The "Arab Spring" continues uprooting the established political order of the Middle East.  Mubarak is gone, Qaddafi is gone, and this weekend Tunisia is holding free elections to form a democratic government.  The fires of freedom are raging across North Africa and the Middle East - and change is happening.

Who is to say that it can't happen in America?  One important change has already occurred, and that is people are finally talking about the great disparity of wealth in America.  Hell, even the media is talking about it.

But the thing that I like best about the "Occupy" movement is that the people who are participating seem to be having so much fun.  It would be really hard for some right-wing mayor to turn the fire hoses and dogs on a group of people who are oozing with so much joyousness.  Peace and harmony rocks!

I just saw a report about yesterday's march across thirty blocks of downtown Manhattan.  The man leading the peaceful demonstration was a very old hand at protests.  Ninety-two-year-old folksinger Pete Seeger along with his guitar-playing grandson, Tao Rodriguez Seeger, led the crowd in song as they traipsed through some of the tonier sections of Gotham.  They were accompanied by Woody Guthrie's little boy, Arlo, and filmmaker Michael Moore.  Moore reported that even some New York City policemen joined in the protest march.

The elder Seeger walked those thirty blocks with the assistance of two canes.

Arlo's daddy said it best:  "This land is your land, this land is my land."  It does not all belong to the Koch brothers!

Stay strong, Occupiers!


Friday, October 21, 2011

The Rule of an Iron Fist

by Pa Rock
Citizen Journalist


Muammar Qaddafi, a dictator who ruled the North African country of Libya for over four decades, departed this life yesterday just outside of a large drainage pipe near his hometown of Sirte.  Libya's supreme leader was apparently in some disarray after being pulled from the drainage pipe - his hairpiece had fallen off revealing a bald spot on the dictator's head.   He begged his captors not to harm him, but some in the jubilant crowd could not contain their joy, and shots were fired.   One report that I read said that Colonel Qaddafi was shot in each leg and in the back of the head.

Qaddafi's demise is a very small payment for the suffering that he brought upon the world (such as the Lockerbie bombing and the massacres of his own people), but it does signal an approaching end to the age of authoritarian repression.

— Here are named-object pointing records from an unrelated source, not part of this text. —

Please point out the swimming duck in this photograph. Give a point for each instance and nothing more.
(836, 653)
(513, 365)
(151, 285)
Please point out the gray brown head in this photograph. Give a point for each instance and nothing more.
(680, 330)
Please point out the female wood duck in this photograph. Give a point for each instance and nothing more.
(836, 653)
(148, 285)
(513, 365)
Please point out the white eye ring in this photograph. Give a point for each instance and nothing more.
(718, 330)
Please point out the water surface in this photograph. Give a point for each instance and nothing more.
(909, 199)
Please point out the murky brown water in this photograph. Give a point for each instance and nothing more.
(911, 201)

In response to Qadaffi's death, President Obama said, "The rule of an iron fist inevitably comes to an end."

The Arab Spring marches on - and that is a very good thing!


Thursday, October 20, 2011

Bill O'Reilly Meets Fahrenheit 451

by Pa Rock
Citizen Journalist


There is a story popping up all over the Internet today that is giving me some personal consternation.  It seems that some undoubtedly well-intentioned individual sent 20 copies of one of Bill O'Reilly's bound collections of tripe (Pinheads and Patriots) to a unit of American soldiers fighting in Afghanistan.  The young soldier who released the information on the Net, said that the books were then dumped in the burn barrel on the orders of his commander, and set ablaze.  The amateur reporter even included a photograph of the books as they were being consumed by the fire.

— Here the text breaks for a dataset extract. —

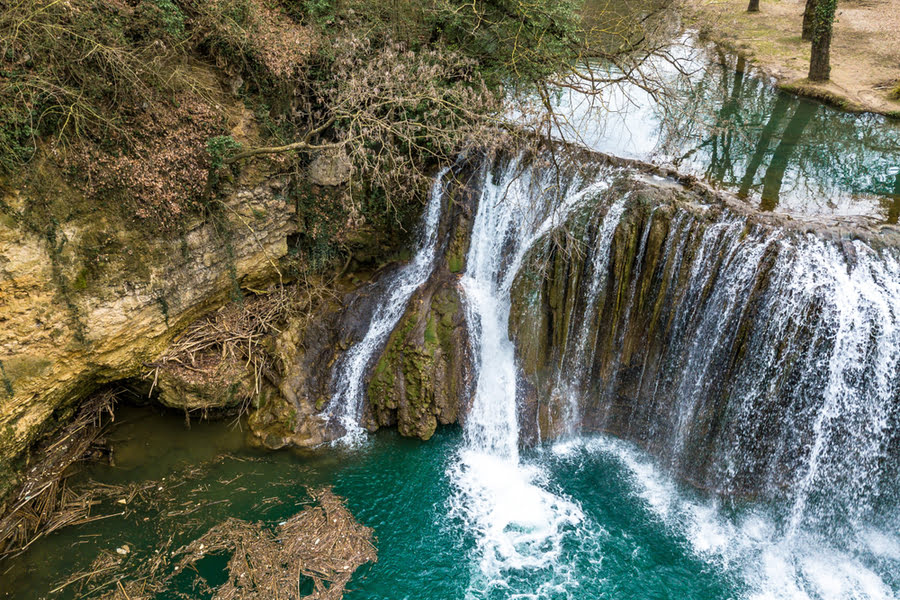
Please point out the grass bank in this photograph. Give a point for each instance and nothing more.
(865, 59)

The reported justification for this troubling act was that individual living space is severely limited for servicemen in the war zone, and they primarily live out of their duffel bags.  There was no place to store these non-essential items and no local post office through which to send them back, so the commander took the expedient action of ordering the books burned.

While the young man who released this information over the Internet made it clear that he had no love for Mr. O'Reilly or his radical views and conservative philosophy, he did declare unequivocally that the book-burning was not a political act.  He suggested that if people wanted to send gifts to the troops, they should consider items with a more utilitarian value - such as soap or food.

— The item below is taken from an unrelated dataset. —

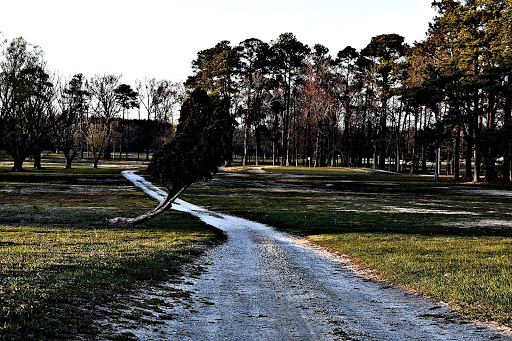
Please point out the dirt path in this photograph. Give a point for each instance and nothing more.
(266, 285)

Okay, book-burning is wrong - it is an offense against civilization.  But it is hard not to smile, just a little, when the tables get turned and it is the books of the censors and those who spend vast amounts of time telling the rest of us how to behave that are cast into the flames.  If this story is true, and it was on the Internet so it must be, the commander is sure to face the wrath of every wingnut macaroon from James O'Keefe to Ann Coulter - and all of the maggots in-between - and will likely lose his job.  But he probably felt like what he did was both correct and necessary.

And as far as war atrocities go, this one was relatively small potatoes.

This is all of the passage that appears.